A custom process was devised to fabricate such delicate threads. The developed microfabrication process allows for easy and fast production of these threads. Each of the 96 threads contain 32 independent electrodes. The researchers have developed over 20 different types of threads each with three layers of insulation and two layers of conductors.
The insertion head contains six light modules each capable of illuminations with 405nm, 525nm, 650nm, or white light. The 405nm module allows the robot to visualize for alignment. The 525nm light in conjunction with stereoscopic cameras and specialized software allow for estimation of the surface of the brain surface. This complex setup allows for the robot to implant electrodes around previously identified microvasculature. This system has demonstrated an 87.1%% insertion success rate over 19 surgeries. Small manual adjustments were made. This resulted in an unprecedented insertion rate of 29.6 electrodes per minute.

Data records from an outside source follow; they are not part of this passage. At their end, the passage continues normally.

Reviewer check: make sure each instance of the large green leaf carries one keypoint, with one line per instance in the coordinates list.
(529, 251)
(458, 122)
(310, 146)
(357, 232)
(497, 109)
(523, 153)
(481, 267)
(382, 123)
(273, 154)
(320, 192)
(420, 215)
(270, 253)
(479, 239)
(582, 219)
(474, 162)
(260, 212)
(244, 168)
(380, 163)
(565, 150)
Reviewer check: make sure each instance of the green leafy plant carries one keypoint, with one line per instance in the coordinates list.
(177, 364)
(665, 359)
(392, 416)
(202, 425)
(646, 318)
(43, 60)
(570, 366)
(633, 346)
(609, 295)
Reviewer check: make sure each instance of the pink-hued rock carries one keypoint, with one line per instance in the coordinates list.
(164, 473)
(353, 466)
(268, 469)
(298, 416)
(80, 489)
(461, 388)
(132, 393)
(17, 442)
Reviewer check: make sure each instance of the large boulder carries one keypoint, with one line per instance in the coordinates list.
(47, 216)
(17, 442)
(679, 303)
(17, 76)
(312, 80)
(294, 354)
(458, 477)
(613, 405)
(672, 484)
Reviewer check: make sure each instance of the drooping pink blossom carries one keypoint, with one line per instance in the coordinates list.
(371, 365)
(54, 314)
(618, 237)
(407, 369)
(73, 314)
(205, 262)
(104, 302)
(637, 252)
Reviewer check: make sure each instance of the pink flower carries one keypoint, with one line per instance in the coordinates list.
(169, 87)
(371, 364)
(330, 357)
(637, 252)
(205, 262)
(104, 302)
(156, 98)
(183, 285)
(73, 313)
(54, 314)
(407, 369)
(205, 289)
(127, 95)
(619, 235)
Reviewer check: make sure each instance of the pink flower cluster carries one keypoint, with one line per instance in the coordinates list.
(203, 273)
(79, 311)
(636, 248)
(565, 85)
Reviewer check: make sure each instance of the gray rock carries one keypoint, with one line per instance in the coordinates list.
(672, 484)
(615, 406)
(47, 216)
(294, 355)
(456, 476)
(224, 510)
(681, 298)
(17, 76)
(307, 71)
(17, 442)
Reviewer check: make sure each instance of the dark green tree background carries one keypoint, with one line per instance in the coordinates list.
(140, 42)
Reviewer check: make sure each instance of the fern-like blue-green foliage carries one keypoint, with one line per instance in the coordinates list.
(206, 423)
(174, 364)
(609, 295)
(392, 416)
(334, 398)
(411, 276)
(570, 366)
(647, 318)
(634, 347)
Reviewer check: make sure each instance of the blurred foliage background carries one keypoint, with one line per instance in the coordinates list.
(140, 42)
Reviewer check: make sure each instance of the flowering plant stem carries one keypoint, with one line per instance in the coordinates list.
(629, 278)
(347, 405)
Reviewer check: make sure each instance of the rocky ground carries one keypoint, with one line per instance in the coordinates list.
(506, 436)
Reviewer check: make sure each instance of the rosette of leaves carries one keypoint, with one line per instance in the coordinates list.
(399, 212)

The custom chip produced by Neuralink provides unparalleled signal amplification and digitization within an impressively small package. Their system rejects background noise, and digitizes the amplified signals to be streamed out of the unit for real time-processing. This system uses minimal power and takes up a fraction of the size of other systems. The researchers currently have two configurations. System A has better overall performance measures, but less channels for communication. System B has more channels but slightly worse performance. The data is then streamed to a computer for live data analysis.
System A and B were implanted into Long-Evans rats. System A was able to record 1344 of 1536 channels simultaneously. The exact channels can be changed according to what is desired. System B was able to record from all 3072 channels simultaneously. The use of the researchers custom online spike-detection software was instrumental in decreasing their systems energy usage, latency, size, and accuracy.
The systems developed in this experiment serve two main purposes. First, it is a research platform for use in rodents. Secondly it serves as a prototype of a human version used in clinical applications. The system is easily implantable and allows for rapid refinement. The next step is to modulate neuronal activity. This could potentially give the sense of touch back or allow movement of paralyzed individuals. The researchers system was designed to allow electrical stimulation through every channel, but it was not demonstrated in this paper. The research system offers distinct advantages over previous approaches. The size and composition of the probes is unparalleled in size and biocompatibility. Similarly, the ability to choose where the probes are placed allows greater flexibility and avoidance of vasculature. Finally, the system allows very high channel counts with a low power consumption and small packaging. In theory multiple systems could be readily implanted onto a human to interface with more neurons. Various technological improvements must be made before practical. This offers an unparalleled scalable prototype from which to move forward. This system shows the potential to offer paralyzed patients the ability to control a digital mouse or keyboard. Additionally, it could feasibly be used to restore motor function.